After that, Halfpenny went up to the man who worked with him from the age of 16 to help turn him into one of the deadliest of goalkickers, Neil Jenkins. Their final embrace was another tear-jerker for the fans.
Jones, the world’s most capped international player with 158 for Wales and a further 12 for the British & Irish Lions, helped himself to a second-half try and scooped the man-of-the-match award on his final appearance at a venue he has graced for the past 18 years.
‘It’s time to build a new generation’
“I want to thank the crowd. I have been coming here for 18 years and people have spent their hard-earned cash to come out and support us through good times and bad,” said Jones.
“The man-of-the-match award was a bit of tokenism but I will gratefully take it. For me it was all about being with Leigh Halfpenny and Justin Tipuric, as well as Dan Biggar, who isn’t here today.
“It’s a bit sad, but my kids aren’t going to stop growing and neither is Welsh rugby. It’s time to build a new generation.”
Gatland, who confirmed he will be around for a further four years at the end of last month’s World Cup in France, is already casting his mind forward and liked what he saw from his young side. They scored three tries in the first half, a further four in the second and did not flinch when Jones stretched out an arm to score his try and cut the gap to two points at 21-19 with half-an-hour to play.
“Given the age profile of the team I was pleased. It’s always good to score 49 points in a game, although we left a few tries out there in the first half,” said Gatland.

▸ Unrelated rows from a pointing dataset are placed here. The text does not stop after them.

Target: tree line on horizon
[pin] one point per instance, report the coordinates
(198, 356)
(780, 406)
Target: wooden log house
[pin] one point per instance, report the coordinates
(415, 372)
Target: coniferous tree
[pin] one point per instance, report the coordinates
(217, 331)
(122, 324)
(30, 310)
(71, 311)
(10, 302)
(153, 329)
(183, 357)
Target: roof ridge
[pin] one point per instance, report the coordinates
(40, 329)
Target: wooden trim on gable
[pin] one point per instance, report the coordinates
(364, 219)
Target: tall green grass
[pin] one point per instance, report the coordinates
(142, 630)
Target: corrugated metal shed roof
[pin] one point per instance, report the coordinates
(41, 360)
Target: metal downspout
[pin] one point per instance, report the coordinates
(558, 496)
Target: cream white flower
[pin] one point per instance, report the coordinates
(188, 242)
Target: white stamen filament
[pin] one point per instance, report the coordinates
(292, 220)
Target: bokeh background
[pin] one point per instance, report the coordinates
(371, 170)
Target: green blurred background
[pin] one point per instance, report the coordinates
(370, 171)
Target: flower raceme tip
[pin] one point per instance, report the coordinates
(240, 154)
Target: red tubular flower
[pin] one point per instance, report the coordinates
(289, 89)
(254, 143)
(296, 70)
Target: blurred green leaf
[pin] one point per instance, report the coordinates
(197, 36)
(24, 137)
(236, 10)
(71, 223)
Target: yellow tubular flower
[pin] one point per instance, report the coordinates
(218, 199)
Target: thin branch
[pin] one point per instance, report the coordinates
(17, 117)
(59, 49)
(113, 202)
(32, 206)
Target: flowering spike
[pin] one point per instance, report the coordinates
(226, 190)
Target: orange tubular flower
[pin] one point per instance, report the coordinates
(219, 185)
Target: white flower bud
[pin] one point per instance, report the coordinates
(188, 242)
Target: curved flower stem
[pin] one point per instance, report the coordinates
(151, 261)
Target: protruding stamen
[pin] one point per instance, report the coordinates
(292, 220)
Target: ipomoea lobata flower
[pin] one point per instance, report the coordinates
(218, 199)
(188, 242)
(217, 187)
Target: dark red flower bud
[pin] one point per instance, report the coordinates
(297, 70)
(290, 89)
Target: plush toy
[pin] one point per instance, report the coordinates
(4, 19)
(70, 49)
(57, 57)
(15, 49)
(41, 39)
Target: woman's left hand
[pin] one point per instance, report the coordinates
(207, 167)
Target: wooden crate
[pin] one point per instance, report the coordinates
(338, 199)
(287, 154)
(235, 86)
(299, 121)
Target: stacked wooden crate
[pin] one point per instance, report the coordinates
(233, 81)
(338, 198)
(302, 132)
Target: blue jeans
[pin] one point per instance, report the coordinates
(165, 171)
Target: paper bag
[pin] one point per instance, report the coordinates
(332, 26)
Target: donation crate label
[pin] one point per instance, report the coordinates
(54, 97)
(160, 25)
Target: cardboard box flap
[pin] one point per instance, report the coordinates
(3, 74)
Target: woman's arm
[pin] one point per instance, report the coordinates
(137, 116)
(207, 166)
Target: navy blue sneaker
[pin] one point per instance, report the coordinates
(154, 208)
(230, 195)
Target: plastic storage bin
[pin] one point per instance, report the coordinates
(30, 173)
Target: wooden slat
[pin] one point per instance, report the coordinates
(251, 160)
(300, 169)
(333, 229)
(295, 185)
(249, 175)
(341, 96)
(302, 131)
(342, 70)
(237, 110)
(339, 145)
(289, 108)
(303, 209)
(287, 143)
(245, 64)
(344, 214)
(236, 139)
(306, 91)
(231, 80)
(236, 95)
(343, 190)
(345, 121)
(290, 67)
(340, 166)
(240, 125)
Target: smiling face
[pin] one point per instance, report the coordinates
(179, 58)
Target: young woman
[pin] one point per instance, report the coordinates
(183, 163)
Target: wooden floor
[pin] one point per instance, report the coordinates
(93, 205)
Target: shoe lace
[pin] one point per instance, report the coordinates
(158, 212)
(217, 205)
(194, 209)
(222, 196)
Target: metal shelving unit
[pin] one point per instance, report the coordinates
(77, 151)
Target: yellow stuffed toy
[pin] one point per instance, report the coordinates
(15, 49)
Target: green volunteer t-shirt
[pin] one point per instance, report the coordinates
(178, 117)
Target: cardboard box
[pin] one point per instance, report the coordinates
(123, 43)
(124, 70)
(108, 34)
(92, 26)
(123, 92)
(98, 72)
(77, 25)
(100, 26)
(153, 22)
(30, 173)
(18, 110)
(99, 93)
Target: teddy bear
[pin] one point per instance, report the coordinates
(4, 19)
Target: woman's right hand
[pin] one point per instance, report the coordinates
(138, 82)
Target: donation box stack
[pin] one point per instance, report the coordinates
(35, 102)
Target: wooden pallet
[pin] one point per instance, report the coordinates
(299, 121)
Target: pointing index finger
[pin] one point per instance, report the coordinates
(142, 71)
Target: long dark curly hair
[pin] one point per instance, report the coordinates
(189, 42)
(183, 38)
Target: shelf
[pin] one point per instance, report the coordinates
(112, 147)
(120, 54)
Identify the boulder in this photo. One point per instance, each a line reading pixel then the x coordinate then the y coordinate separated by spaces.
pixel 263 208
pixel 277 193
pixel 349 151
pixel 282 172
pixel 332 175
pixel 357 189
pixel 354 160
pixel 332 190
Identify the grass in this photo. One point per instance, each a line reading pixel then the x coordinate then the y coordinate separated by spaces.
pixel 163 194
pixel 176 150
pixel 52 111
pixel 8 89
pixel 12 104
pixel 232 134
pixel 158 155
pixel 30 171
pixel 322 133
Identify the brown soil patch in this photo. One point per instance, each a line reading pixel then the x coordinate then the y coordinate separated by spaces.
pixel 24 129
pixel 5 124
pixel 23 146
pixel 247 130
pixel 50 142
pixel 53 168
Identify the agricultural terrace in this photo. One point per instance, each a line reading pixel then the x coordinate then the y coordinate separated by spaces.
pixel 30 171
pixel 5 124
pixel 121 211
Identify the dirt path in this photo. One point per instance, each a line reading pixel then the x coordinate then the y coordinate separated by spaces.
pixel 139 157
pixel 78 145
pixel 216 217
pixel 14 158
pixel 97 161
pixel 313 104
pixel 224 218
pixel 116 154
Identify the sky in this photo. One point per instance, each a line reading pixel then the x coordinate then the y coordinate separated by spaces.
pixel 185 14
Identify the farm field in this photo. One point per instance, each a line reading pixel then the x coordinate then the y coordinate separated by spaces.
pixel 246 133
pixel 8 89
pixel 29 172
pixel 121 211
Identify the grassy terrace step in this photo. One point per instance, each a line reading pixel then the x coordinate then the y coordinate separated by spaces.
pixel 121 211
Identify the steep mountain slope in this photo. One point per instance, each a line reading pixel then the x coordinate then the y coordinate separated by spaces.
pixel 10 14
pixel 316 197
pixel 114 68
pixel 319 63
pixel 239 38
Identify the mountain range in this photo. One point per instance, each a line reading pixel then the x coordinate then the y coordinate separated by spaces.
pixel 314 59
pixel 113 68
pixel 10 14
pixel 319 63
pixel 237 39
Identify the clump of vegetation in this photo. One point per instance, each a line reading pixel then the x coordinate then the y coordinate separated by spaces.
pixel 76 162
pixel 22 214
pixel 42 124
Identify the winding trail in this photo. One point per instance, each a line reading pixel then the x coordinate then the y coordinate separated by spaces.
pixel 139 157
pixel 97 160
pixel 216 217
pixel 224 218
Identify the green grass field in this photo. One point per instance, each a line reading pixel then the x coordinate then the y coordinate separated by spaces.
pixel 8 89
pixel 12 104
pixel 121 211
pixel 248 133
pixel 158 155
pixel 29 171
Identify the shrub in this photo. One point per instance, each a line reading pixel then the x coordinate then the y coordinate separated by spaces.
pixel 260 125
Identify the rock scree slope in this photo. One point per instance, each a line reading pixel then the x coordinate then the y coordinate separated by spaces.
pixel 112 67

“I’m pleased with where we are, I’m pleased with this group of players and I’m pleased with the leadership of Jac Morgan. The Six Nations is going to be a big challenge for us, but if we keep working and keep believing then we are capable of winning matches, as we showed at the World Cup.
Halfpenny converted the first half tries from Dewi Lake, Tom Rogers and Sam Costelow to make it 21-5 at the break. Then he added the extras to tries from back row duo Taine Plumtree and Aaron Wainwright.
That made it 28-19 before he left, Fijian scrum-half Simione Kuruvoli having scored twice and Jones once. Nicolas Sanchez converted two of them before Ben Donaldson improved a Tom Hooper try.
Wales finished with a flourish with a brace off tries from replacement scrum half Kieran hardy, both converted by Cai Evans.